之前的版本是修改segmentation_dataset.py
#deeplab/datasets/data_generator.py
_PORTRAIT_INFORMATION = DatasetDescriptor(
splits_to_sizes={
'train':30000,
'val':4426,
'trainval':34426
},
num_classes=2, #classes include background
ignore_label=255,
)
_DATASETS_INFORMATION = {
'cityscapes': _CITYSCAPES_INFORMATION,
'pascal_voc_seg': _PASCAL_VOC_SEG_INFORMATION,
'ade20k': _ADE20K_INFORMATION,
'portrait': _PORTRAIT_INFORMATION,
}
logits层是在softmax前的最后一层特征图,是没有经过归一化的预测值,如果对分类问题再经过一层softmax就可以得到每类的概率。
或者直接修改代码,在使用预训练权重的时候,不加载该logits层。
#deeplab/utils/train_utils.py
# Variables that will not be restored.
#exclude_list = ['global_step']
exclude_list = ['global_step', 'logits']
# When fine_tune_batch_norm=True, use at least batch size larger than 12
# (batch size more than 16 is better).
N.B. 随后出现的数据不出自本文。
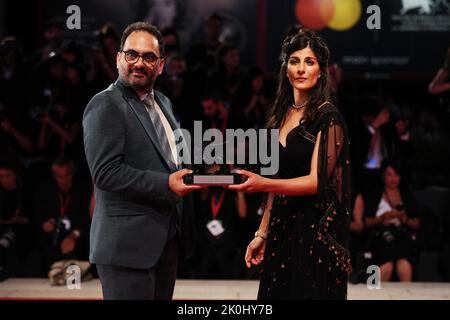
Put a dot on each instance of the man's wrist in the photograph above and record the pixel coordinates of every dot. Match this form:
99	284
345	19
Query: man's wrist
260	234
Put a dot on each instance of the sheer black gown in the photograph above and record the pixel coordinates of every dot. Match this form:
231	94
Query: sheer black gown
306	255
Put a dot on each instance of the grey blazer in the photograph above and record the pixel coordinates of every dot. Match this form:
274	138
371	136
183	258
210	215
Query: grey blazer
133	204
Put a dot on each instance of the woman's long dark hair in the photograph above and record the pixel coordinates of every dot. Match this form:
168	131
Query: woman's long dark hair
294	41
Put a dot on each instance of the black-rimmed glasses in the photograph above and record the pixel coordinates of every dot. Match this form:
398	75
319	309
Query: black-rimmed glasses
132	57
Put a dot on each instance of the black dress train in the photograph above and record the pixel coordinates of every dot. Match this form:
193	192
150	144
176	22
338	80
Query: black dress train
306	255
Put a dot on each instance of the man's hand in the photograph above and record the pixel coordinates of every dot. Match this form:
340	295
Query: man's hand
176	183
255	252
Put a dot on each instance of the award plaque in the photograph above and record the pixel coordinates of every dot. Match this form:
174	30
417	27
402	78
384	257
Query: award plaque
214	175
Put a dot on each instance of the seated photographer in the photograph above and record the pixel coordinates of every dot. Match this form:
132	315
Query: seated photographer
62	208
390	216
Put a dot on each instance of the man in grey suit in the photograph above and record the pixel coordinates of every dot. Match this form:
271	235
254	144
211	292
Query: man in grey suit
141	218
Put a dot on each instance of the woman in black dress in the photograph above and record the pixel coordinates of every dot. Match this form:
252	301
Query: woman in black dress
303	234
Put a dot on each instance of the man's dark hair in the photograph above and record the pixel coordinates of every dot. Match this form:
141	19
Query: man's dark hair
144	27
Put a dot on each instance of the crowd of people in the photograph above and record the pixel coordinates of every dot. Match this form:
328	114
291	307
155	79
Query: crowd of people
46	198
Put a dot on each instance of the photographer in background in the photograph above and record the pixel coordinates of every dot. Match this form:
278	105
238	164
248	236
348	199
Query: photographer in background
63	214
15	232
389	215
440	85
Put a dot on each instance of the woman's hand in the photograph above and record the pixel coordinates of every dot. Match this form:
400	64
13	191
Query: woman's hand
255	252
253	183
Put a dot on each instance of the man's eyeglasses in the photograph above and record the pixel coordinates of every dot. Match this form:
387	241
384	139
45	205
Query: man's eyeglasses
132	57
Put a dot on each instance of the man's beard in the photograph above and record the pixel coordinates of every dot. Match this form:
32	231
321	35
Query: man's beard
140	83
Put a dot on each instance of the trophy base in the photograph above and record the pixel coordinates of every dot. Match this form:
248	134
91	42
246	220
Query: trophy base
212	180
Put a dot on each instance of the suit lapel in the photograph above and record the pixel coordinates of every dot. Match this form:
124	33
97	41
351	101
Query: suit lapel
138	108
170	118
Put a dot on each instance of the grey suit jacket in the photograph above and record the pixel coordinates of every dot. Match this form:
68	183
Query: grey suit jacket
133	204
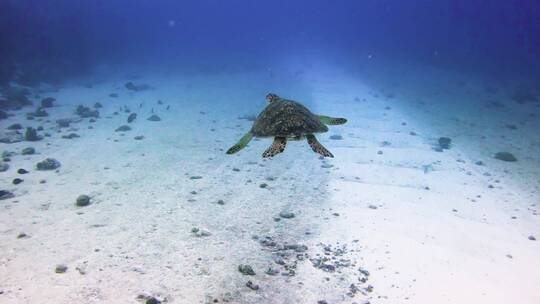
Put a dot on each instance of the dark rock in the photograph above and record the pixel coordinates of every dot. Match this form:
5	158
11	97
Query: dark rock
63	122
71	136
48	164
249	117
15	126
40	112
22	171
444	143
31	135
132	117
246	270
47	102
252	286
154	117
61	268
85	112
4	194
123	128
505	156
200	232
11	137
271	271
82	201
28	151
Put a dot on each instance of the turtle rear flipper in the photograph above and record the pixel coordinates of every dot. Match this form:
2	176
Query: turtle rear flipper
327	120
317	147
277	147
241	144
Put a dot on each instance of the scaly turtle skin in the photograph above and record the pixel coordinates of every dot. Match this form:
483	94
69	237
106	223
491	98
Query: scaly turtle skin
283	119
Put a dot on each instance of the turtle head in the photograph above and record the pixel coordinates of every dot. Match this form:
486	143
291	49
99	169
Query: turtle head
270	97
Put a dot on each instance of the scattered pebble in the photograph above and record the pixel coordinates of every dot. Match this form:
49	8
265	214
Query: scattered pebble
246	269
154	118
82	201
48	164
200	232
28	151
4	194
71	136
15	126
123	128
252	286
31	135
86	112
61	268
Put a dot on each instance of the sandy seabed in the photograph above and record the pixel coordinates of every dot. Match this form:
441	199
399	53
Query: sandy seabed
389	220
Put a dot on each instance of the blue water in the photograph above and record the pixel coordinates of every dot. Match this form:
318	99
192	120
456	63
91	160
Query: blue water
116	115
55	39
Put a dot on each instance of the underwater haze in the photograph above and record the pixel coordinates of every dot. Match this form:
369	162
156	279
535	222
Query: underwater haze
269	151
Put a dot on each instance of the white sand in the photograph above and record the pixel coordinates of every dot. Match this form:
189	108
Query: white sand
447	243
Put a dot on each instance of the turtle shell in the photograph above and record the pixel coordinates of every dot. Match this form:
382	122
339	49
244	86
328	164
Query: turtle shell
286	118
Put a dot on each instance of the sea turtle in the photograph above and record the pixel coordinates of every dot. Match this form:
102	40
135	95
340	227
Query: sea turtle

Otherwise, one could use smaller batch
# size and set fine_tune_batch_norm=False.
# For `xception_65`, use atrous_rates = [12, 24, 36] if output_stride = 8, or
# rates = [6, 12, 18] if output_stride = 16. For `mobilenet_v2`, use None. Note
# one could use different atrous_rates/output_stride during training/evaluation.
train_utils.py中已无修改代码。
# deeplab/train_portrait.sh
#!/bin/bash
# Update PYTHONPATH.
export PYTHONPATH=$PYTHONPATH:`pwd`:`pwd`/slim
# Set up the working environment.
CURRENT_DIR=$(pwd)
WORK_DIR="${CURRENT_DIR}/deeplab"
DATA_DIR="/mnt/data/matting_human_half/portrait"
export CUDA_VISIBLE_DEVICES=1
EXP_FOLDER="exp/train_on_trainval_set"
TRAIN_LOGDIR="${DATA_DIR}/${EXP_FOLDER}/train"
EVAL_LOGDIR="${DATA_DIR}/${EXP_FOLDER}/eval"
VIS_LOGDIR="$${DATA_DIR}/${EXP_FOLDER}/vis"
EXPORT_DIR="$${DATA_DIR}/${EXP_FOLDER}/export"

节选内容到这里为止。